There is no denying the wrongness of the acts before him. Will did not truly feel empathy for the man’s actions. He only had the capacity for it, a tool carefully crafted and maintained with the right amount of exposure, and finally, his own proclivities for violence. Just because Will might understand him did not mean he agreed with him, something so staunchly wrong about it all. He might see his mourning daughter in his victims, but Will still saw people taken far before their time twisted in some delusion of another. This was often lost to his side-eyeing colleagues. They never understood the nuance there. Will never made it easy either.
“Something,” Will agrees.
He couldn’t be certain what. He was not a clairvoyant, despite some who might argue otherwise. The evidence was usually there, and when it wasn’t, it eventually surfaced. Will made baseless jumps, but they were always supported one way or another. Through circumstance or byproduct. Truthfully, no one cared how, as long as there was a definite who. “Maybe a birthday, maybe a death anniversary. Whatever it is, it is deeply distressing to him. Enough to make him lash out a bit emotionally– propelling him down this path of frenzied hunting. None of these girls can make up for what he has lost.”
Will leans back against the uncomfortable and worn plastic booth seat, shoulder sagging. He removes his glasses and rubs the tender spot on his nose from that pressure. His blue eyes peer up at Clark as he talks. He shrugs slightly. He hasn’t unpuzzled much else. He had spent many evenings staring at the photos of limp bodies with their pillow of brown hair haloed around them, burning nightmares behind his eyelids.
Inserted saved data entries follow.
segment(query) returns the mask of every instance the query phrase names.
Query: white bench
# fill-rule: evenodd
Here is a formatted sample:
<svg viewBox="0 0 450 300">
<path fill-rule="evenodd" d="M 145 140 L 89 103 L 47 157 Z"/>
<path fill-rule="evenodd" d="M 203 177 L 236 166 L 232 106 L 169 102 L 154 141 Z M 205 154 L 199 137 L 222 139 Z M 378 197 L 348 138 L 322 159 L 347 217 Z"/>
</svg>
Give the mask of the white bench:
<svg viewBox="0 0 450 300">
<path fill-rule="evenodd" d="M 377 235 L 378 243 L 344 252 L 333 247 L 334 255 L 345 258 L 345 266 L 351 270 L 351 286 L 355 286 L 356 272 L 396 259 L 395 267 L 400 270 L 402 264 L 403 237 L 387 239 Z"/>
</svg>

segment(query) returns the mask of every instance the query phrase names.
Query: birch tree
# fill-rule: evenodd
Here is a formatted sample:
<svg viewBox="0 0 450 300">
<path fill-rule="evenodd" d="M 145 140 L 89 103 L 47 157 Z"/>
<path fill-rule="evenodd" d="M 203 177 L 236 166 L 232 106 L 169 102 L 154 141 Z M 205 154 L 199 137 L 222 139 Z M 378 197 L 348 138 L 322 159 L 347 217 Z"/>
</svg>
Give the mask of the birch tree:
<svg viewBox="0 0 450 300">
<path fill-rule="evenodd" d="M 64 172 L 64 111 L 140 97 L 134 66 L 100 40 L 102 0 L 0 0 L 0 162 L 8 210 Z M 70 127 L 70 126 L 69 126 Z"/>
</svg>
He stares, awaiting that moment when it will become apparent, and Will will ultimately make another jump, something synapsing in his mind that pushes him to his unfounded conclusions. The sooner he figured it out, the fewer people died. He carried that on his drooping shoulders.
Perhaps Clark was just standing in for that catalyst. Will remains still for a moment, glasses in hand, hanging precariously as his gaze drifts beyond Clark, beyond the tacky bright wallpaper and a tacky Coca Cola painting hanging a few inches crooked. Holy shit. It all suddenly was clicking into place. These deaths were attempts at sparing these women the same exhausting fate as if the human condition were a plague. Not so much about finding or replacing his daughter, no– he knew they weren’t them, they cried and pleaded, hair never the right shade of brown. He was trying to correct it, spare them, and offer them a kindness not bestowed on him or his. Two things could be true at once, he mourned his lost daughter, and he spared his surrogates the same fate.
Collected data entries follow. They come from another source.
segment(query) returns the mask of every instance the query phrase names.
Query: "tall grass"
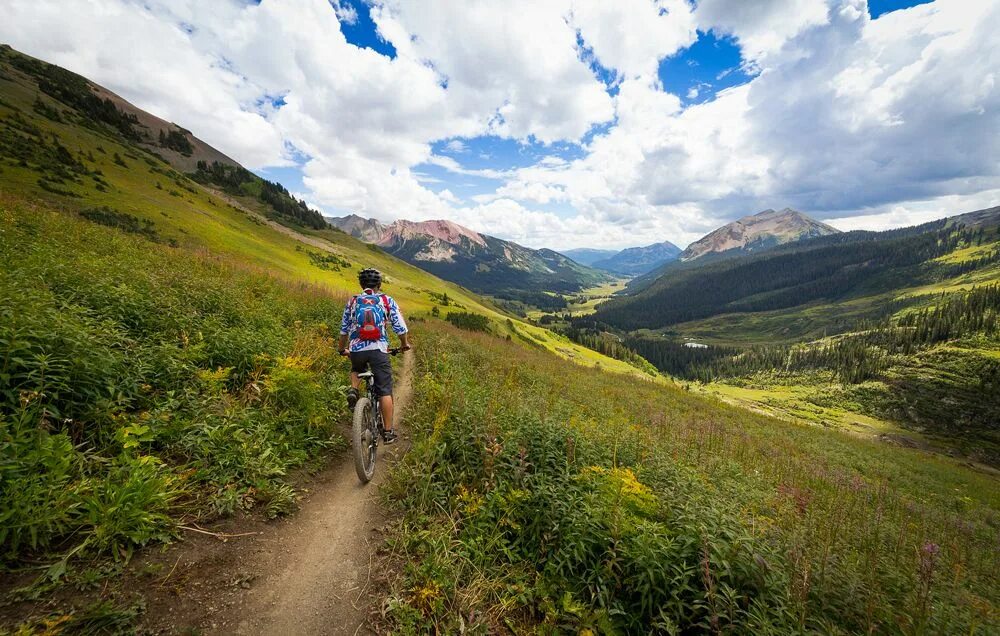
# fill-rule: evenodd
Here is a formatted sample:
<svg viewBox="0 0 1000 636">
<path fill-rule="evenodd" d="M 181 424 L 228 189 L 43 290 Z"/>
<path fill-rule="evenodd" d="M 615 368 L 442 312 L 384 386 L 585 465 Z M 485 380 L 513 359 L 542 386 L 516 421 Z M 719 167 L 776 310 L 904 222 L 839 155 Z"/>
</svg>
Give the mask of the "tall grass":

Will needed to call Jack. He would be asleep by now, but he would answer, voice scratchy from sleep and irritation. But he would always answer. No matter if it worked for his wife or paused his own life.
“The world watched as his daughter unfairly suffered. They were indifferent to it, but he cannot be.” He murmurs mostly to himself than to Clark before his eyes find the other’s again, more focused on the present. “No, it’s very insightful.” He clears his throat, “I hadn’t considered terminal illness. It suddenly makes sense,” Like different pieces of an equation missing certain variables suddenly finding a lump sum in the end of it, “I hadn’t considered it because this was violent, but in comparison, this would be what mercy looked like to someone who has lost everything. And perhaps,” He says quietly, “The FBI could try to retain your services. You’re a natural, Mr. Thompson.” Now, he is just teasing. Recovering from his own excitement, but the same sickly glow hung on his waxy skin and was aflame in his bright eyes.